The Maternal Infant Mortality Surveillance System process brings together a local team of professionals and laypersons to examine de-identified cases of infant and maternal deaths. The purpose of these reviews will be to understand how a wide array of local, social, economic, public health, educational, environmental, and safety issues relate to these losses. This mechanism will help to build relationships among providers, offer educational opportunities, and identify system and infrastructure issues that need to be addressed.

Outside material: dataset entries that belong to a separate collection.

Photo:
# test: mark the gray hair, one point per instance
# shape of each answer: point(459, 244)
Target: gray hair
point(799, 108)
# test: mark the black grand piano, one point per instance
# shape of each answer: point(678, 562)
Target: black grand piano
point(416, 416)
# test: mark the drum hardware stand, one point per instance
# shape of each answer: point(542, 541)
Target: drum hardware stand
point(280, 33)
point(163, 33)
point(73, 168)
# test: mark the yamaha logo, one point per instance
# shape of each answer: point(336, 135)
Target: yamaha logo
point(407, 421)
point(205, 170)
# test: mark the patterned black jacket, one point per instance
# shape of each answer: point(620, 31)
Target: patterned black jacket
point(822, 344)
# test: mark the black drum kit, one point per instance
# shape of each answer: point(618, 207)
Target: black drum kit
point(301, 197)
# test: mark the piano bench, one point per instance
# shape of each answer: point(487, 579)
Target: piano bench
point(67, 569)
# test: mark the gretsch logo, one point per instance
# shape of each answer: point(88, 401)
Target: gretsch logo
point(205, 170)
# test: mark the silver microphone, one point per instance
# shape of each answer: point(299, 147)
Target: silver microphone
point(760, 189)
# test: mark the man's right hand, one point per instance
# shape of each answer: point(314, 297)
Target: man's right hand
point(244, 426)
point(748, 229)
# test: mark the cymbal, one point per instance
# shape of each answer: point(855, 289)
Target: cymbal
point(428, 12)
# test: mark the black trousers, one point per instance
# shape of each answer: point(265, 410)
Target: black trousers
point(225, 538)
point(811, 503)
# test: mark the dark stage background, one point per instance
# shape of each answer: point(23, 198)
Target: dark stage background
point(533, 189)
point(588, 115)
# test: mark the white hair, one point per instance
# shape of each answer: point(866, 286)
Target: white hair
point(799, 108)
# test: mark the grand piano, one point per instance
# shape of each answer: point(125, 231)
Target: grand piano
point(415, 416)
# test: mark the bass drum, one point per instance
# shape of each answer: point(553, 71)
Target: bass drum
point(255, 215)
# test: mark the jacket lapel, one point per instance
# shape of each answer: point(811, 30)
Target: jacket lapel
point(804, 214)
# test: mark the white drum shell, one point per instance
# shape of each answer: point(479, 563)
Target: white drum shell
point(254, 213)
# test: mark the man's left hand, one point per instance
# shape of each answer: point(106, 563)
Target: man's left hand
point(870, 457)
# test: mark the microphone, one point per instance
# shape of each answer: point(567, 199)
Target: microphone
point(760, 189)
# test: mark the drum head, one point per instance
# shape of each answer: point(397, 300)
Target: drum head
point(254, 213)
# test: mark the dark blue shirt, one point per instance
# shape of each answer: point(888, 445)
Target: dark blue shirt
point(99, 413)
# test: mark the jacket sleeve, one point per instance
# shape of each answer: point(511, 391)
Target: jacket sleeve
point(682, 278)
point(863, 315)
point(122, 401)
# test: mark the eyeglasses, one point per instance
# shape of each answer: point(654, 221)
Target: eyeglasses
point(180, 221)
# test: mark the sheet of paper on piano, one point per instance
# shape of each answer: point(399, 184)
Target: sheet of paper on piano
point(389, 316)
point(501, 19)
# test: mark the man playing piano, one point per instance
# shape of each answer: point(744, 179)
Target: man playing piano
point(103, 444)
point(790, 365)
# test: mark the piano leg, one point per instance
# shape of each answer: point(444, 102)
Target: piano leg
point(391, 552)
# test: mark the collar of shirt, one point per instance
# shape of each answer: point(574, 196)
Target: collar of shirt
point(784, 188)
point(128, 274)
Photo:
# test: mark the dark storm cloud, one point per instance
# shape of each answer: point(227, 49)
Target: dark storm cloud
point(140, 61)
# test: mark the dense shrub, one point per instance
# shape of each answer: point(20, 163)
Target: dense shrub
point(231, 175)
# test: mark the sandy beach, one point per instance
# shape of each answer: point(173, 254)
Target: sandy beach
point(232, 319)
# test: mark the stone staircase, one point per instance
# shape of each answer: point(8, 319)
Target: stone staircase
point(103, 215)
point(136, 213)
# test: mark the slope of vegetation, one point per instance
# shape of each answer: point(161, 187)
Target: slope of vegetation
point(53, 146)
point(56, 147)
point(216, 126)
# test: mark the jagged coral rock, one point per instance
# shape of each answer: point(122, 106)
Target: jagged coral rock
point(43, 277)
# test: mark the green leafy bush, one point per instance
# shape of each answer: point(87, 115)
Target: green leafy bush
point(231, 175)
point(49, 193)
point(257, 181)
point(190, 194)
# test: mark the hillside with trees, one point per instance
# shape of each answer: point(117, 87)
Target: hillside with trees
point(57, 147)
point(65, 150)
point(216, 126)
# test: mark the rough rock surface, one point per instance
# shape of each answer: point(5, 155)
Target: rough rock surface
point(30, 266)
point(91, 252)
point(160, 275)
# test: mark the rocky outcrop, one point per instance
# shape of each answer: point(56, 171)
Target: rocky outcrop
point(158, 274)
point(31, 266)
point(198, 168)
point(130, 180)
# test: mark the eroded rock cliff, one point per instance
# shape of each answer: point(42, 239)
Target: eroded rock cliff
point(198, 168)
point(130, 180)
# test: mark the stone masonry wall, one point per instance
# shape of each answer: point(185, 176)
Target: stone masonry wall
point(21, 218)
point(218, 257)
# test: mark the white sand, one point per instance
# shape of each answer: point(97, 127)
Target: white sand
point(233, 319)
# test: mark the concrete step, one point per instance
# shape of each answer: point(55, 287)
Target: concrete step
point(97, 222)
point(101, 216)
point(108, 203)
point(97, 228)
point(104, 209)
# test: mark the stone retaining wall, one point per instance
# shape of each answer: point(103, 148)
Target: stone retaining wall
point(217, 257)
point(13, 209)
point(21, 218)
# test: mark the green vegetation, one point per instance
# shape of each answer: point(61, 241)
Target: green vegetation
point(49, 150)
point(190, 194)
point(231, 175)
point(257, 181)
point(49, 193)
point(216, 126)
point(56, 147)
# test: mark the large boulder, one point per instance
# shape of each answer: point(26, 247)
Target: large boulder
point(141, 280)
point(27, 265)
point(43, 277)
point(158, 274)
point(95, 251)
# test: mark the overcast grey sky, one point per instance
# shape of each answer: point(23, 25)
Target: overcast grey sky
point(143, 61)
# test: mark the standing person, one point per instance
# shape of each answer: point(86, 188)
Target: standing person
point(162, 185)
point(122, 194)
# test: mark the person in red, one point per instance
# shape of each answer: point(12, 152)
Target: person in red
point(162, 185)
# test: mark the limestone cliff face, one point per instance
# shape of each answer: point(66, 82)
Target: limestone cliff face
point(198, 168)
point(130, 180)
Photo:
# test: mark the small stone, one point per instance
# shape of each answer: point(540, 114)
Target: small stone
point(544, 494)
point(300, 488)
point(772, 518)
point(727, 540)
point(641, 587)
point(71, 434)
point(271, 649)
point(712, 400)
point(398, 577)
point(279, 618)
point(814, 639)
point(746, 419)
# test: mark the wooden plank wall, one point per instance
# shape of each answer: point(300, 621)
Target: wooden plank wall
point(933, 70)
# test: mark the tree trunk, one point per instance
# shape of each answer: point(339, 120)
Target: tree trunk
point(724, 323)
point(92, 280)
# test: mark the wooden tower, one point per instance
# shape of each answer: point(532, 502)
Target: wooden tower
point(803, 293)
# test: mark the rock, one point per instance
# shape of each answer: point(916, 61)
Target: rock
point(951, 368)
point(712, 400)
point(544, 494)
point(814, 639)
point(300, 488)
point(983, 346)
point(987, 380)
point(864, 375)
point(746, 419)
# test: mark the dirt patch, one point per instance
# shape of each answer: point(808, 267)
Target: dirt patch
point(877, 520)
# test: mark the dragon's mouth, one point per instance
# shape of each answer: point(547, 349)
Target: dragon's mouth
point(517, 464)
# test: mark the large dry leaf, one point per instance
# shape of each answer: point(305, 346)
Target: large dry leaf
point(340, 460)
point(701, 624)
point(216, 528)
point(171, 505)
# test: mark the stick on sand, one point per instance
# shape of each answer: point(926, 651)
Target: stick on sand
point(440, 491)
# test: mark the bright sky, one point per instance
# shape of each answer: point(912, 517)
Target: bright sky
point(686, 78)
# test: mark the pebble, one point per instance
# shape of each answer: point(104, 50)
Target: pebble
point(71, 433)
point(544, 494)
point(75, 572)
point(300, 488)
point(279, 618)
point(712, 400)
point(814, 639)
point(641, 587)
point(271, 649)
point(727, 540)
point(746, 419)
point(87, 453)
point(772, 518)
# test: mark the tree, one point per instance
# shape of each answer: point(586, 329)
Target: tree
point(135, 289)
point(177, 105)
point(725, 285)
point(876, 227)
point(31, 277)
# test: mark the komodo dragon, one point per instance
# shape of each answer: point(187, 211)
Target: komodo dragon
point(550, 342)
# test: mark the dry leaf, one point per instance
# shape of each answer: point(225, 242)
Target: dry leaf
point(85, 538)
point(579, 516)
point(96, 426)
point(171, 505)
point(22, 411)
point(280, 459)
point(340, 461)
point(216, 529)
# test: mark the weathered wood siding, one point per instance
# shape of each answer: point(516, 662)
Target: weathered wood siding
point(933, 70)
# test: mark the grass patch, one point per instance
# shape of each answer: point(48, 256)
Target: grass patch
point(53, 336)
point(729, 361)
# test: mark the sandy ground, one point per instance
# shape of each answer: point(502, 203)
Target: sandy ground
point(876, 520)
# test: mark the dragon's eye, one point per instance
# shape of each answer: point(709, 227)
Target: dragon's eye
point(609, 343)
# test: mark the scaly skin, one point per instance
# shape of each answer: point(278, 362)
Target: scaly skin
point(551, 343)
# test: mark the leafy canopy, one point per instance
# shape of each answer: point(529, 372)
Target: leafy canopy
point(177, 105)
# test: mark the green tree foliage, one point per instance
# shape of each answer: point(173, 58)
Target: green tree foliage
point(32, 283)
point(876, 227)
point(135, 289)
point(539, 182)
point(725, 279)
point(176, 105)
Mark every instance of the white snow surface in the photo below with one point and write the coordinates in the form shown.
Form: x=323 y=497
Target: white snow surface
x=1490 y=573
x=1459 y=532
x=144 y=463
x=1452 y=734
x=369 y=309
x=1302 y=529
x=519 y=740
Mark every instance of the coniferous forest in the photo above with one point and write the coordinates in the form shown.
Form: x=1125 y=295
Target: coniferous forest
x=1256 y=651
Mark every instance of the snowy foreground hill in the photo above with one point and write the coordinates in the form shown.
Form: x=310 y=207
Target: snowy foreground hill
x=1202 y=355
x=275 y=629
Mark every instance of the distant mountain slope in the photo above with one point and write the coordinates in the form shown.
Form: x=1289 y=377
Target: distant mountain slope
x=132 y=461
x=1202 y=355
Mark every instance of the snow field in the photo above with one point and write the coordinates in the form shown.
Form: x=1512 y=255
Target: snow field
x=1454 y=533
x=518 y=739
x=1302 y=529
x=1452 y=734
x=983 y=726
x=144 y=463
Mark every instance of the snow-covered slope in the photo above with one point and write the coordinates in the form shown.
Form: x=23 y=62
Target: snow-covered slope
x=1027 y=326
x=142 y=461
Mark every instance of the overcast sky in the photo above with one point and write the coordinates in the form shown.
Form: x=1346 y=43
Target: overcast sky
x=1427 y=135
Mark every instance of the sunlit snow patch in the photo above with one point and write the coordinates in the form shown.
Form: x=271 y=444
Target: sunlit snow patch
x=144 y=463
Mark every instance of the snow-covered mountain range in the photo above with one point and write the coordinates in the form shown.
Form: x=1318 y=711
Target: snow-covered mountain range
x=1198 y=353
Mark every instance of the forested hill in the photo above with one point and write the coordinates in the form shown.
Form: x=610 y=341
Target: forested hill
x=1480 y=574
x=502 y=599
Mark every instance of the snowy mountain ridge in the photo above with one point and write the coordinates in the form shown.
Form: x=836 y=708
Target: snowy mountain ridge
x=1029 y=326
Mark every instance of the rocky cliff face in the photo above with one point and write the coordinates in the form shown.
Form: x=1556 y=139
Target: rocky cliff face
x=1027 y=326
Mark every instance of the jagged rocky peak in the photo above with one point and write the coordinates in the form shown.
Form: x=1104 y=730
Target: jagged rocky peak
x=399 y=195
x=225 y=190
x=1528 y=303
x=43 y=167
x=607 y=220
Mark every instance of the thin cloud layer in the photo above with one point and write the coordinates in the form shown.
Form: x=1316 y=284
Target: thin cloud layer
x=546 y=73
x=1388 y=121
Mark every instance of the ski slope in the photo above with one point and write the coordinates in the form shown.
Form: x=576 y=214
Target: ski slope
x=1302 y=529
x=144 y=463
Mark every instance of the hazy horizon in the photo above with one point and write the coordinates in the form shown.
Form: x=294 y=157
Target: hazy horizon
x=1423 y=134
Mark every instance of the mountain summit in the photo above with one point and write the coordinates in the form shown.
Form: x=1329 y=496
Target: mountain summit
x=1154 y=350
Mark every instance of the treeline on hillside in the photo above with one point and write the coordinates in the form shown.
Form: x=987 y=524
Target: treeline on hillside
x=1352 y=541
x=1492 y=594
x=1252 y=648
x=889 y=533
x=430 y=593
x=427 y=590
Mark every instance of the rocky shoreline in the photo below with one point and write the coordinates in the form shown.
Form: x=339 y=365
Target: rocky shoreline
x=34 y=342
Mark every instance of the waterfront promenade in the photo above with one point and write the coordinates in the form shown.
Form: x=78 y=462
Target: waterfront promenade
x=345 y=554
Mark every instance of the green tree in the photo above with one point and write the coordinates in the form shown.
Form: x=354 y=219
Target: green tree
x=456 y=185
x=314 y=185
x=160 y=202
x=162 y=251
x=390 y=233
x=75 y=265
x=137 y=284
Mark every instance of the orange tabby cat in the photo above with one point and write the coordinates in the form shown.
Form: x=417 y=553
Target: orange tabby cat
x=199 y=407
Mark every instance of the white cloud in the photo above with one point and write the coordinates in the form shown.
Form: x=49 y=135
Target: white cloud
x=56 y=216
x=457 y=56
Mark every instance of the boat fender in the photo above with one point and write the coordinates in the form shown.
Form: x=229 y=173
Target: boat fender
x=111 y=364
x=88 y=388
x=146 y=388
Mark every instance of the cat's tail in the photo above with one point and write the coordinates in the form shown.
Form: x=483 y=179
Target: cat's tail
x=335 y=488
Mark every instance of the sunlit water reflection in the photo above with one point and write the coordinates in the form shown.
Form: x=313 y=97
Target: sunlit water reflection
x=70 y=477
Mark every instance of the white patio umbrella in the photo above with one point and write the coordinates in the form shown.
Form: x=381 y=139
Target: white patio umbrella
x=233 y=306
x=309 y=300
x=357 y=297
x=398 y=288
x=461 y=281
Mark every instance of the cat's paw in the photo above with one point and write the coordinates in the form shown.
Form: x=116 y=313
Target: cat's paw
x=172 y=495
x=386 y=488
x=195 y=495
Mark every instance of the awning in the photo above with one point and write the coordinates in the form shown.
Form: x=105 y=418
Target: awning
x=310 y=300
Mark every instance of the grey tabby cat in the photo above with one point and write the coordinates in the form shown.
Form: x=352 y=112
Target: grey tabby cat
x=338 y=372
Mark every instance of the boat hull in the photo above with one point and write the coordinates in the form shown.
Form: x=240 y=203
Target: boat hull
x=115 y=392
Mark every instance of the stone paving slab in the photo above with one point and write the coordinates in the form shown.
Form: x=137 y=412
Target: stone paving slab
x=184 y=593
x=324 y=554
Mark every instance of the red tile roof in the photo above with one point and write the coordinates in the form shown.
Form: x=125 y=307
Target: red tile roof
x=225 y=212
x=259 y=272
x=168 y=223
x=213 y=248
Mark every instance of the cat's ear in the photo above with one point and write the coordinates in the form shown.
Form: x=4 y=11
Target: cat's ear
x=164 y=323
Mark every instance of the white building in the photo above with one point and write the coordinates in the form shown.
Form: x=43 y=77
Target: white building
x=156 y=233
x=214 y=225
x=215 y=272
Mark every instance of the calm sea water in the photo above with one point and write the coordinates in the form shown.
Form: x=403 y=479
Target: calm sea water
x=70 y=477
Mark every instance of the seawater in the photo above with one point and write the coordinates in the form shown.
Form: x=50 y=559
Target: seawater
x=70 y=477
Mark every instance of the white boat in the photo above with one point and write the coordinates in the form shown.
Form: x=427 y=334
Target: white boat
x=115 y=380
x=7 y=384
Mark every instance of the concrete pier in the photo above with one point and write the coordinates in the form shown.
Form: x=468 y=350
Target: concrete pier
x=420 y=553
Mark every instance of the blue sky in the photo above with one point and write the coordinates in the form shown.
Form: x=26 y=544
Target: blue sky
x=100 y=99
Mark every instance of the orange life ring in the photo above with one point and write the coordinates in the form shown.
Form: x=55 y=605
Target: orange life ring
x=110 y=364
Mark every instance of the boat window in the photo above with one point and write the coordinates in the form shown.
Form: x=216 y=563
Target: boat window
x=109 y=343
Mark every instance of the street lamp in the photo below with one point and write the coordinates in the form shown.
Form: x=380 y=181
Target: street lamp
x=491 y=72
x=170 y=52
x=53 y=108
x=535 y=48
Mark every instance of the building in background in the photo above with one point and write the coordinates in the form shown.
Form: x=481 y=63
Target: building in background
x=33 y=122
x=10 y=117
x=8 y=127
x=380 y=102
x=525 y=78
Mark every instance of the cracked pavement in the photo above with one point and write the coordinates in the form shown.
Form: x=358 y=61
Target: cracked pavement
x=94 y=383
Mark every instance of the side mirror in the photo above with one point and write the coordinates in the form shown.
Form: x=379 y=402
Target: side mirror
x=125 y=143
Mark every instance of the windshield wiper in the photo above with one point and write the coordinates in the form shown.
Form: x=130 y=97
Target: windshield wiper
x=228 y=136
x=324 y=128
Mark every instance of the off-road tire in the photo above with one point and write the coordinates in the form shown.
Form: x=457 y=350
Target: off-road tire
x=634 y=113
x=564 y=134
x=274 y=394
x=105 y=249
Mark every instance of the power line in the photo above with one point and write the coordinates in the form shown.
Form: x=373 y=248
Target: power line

MDH systematically offers services to families who experience perinatal loss through the interview that is carried out by social workers.
Research activities include conducting focus groups in six of the eight pilot counties to determine culturally appropriate messages for Sudden Infant Death Syndrome (SIDS) risk reduction activities. A proposed phenomenological qualitative study seeks to “hear the voice” of the African American mother who has experienced a SIDS loss. Other SIDS risk reduction activities include contracting with a forensic nurse to expand SIDS diagnosis capacity among county coroners and promote completion of infant death scene investigations.
Finally, dissemination of information is a key component for achieving a lasting effect within the state. In years two and three of the grant, MDH will sponsor educational conferences related to grant activities and research findings focused on reducing infant mortality among African American populations. The purpose of these conferences will be to maintain a statewide focus on infant mortality and its prevention. The health of mothers and infants is of critical importance, both as a reflection of the current health status of the state and as a predictor of health for future Mississippi generations.